Le président colombien Gustavo Petro a vigoureusement rejeté, sur son compte officiel X, les accusations liant le président vénézuélien Nicolás Maduro — et indirectement lui-même — au narcotrafic, dénonçant des allégations infondées, des manipulations politiques et une méconnaissance de l’histoire latino-américaine, qu’il attribue notamment à l’ancien président américain Donald Trump.
Dans une déclaration politique dense et personnelle, Petro affirme qu’aucun dossier judiciaire colombien, après plus d’un demi-siècle de lutte contre les cartels de la cocaïne, ne mentionne Nicolás Maduro ni son épouse Cilia Flores. Selon lui, les accusations proviennent essentiellement de généraux de l’opposition vénézuélienne, dans une tentative de délégitimer un pouvoir issu du vote populaire.
« Si l’on veut comprendre la mafia et la marchandisation de la cocaïne, il suffit de consulter les archives judiciaires de la Colombie », insiste-t-il, rappelant que le pouvoir judiciaire colombien est indépendant du pouvoir exécutif et largement influencé par l’opposition.
Un rejet frontal des propos de Donald Trump
Gustavo Petro se dit profondément choqué par les déclarations de Donald Trump, qu’il accuse de parler sans connaissance des faits et de le calomnier en l’associant au narcotrafic.
« Mon nom n’apparaît dans aucun dossier judiciaire lié à la drogue, ni hier ni aujourd’hui », martèle-t-il.
Il rappelle son parcours politique et historique : ancien membre du M-19, mouvement clandestin ayant combattu ce qu’il décrit comme la dictature civile de l’État de siège en Colombie, Petro revendique sa participation à la première paix contemporaine en Amérique latine, bien avant l’ère chaviste.
Il évoque également l’opération symbolique de 1974, lorsque le M-19 remit en circulation l’épée de Simón Bolívar, symbole de lutte contre l’injustice en Amérique latine.

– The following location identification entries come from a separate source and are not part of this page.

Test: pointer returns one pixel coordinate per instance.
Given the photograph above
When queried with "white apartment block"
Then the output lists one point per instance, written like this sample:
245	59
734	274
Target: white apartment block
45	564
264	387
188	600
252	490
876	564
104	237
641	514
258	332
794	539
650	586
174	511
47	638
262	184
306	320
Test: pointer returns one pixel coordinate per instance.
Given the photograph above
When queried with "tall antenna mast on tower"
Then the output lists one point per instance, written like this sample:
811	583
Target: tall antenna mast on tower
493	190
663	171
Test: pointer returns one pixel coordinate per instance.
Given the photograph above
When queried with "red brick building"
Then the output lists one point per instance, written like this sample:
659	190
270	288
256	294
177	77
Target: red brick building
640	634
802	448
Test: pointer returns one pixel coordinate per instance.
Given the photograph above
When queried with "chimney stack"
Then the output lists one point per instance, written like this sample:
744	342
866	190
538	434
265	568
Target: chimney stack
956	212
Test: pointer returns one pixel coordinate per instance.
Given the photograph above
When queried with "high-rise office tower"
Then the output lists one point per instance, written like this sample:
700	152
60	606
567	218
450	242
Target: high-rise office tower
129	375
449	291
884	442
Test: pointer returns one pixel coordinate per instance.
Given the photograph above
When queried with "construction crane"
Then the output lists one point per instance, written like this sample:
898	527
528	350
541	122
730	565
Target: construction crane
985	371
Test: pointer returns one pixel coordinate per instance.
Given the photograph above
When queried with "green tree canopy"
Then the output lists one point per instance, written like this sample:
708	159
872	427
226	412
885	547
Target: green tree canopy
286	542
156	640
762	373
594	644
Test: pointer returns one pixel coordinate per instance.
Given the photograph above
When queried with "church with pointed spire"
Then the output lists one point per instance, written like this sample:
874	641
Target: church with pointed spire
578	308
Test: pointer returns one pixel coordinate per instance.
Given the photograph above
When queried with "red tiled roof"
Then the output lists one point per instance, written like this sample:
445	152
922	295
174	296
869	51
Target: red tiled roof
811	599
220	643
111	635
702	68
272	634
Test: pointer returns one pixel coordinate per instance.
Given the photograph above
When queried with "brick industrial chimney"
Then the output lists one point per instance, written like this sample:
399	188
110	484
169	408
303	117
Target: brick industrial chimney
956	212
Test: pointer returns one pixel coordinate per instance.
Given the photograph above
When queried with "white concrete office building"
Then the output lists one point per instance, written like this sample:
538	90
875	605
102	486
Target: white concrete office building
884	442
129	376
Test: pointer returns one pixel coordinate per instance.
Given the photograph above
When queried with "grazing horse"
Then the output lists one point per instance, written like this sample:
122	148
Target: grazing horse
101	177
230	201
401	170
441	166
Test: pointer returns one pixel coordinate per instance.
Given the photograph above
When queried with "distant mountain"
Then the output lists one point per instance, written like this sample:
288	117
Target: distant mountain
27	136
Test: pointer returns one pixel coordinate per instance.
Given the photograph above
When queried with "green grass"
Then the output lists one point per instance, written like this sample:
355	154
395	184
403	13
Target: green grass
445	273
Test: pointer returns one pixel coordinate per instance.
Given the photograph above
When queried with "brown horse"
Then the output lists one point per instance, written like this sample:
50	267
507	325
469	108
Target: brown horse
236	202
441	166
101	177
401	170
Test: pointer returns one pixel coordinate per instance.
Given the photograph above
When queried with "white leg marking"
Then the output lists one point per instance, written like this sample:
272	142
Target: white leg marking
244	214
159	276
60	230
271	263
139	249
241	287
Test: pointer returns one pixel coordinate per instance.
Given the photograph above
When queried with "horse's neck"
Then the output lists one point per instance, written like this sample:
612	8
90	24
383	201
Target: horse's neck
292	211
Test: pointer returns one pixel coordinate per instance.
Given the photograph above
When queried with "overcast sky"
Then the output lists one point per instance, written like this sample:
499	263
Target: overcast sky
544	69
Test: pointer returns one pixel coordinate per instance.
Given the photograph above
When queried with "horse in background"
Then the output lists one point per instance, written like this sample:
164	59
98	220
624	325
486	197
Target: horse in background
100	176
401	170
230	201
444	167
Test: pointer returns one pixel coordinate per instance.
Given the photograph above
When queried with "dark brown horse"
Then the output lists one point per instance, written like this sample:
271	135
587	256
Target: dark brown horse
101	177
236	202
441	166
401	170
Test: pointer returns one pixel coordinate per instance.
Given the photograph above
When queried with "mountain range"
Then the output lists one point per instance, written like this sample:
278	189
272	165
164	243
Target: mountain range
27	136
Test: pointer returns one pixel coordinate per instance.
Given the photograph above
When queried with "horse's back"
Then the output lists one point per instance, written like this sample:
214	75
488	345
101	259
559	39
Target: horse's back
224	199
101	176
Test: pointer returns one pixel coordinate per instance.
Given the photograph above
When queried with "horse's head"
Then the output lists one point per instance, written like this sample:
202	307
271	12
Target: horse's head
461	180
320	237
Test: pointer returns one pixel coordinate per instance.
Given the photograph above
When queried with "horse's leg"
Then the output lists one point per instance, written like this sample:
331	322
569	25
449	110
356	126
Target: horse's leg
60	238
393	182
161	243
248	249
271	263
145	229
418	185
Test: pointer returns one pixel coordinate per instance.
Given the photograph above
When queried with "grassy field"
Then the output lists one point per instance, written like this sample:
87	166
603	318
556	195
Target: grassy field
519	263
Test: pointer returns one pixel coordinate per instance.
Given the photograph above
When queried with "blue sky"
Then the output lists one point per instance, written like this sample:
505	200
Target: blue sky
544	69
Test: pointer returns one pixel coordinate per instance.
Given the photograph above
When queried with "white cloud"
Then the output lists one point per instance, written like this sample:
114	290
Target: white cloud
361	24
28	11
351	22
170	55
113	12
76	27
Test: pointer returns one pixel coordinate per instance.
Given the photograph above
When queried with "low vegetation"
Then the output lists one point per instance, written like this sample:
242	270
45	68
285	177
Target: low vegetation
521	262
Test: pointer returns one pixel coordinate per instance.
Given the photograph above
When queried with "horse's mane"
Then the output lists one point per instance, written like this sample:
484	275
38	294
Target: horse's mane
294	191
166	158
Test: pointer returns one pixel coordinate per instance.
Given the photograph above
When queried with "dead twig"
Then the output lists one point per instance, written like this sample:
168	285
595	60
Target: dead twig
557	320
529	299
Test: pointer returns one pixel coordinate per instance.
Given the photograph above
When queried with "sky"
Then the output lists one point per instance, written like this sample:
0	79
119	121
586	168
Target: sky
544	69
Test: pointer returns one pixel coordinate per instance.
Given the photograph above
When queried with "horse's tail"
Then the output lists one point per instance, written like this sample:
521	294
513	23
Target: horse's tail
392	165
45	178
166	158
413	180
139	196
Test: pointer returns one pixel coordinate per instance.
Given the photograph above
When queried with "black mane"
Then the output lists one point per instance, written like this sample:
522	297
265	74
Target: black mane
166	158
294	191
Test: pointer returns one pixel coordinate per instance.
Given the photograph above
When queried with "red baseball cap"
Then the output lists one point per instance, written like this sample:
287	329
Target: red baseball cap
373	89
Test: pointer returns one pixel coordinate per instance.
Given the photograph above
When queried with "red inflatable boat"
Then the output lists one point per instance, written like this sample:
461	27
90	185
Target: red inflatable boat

Mémoire, luttes et souveraineté
Le président colombien rappelle le coût humain immense payé par les mouvements de gauche et les luttes populaires en Colombie : des dizaines de milliers de militants assassinés, sans jamais, dit-il, appeler à des invasions étrangères.
« Nous avons résisté, nous avons gagné par la paix », affirme-t-il.
Petro souligne qu’il n’a jamais brûlé le drapeau américain, disant respecter l’histoire des luttes populaires aux États-Unis, notamment celles du peuple noir, des peuples autochtones et de la classe ouvrière, citant l’historien Howard Zinn.
Gaza, liberté d’expression et relations internationales
Revenant sur son discours prononcé à New York, devant le siège des Nations unies, Petro affirme avoir exercé un droit garanti par la loi américaine : celui de s’exprimer librement à l’Assemblée générale de l’ONU. Il y a dénoncé ce qu’il qualifie de génocide à Gaza, déclarant qu’il aurait préféré voir les États-Unis œuvrer à la paix plutôt qu’à la capture d’un président latino-américain.
« J’aurais aimé vous accompagner pour faire la paix à Gaza », lance-t-il, accusant Washington d’avoir contribué, par les sanctions pétrolières, à la crise humanitaire et migratoire qui a touché le Venezuela et, par ricochet, les États-Unis.
Il va jusqu’à évoquer le Premier ministre israélien Benjamín Netanyahu, qu’il qualifie de génocidaire, une prise de position qui alimente déjà de vives réactions diplomatiques.
Un plaidoyer contre la stigmatisation de l’Amérique latine
Gustavo Petro conclut par un plaidoyer en faveur de la dignité latino-américaine, rejetant toute vision de la région comme un simple foyer de criminalité.
« Nous sommes républicains, indépendants, et beaucoup d’entre nous sont révolutionnaires », affirme-t-il.
Il appelle les dirigeants américains à lire l’histoire de l’Amérique latine, vieille de plusieurs dizaines de milliers d’années, et à ne pas confondre, selon ses mots, des guerriers de la démocratie et de la liberté avec des narcotrafiquants.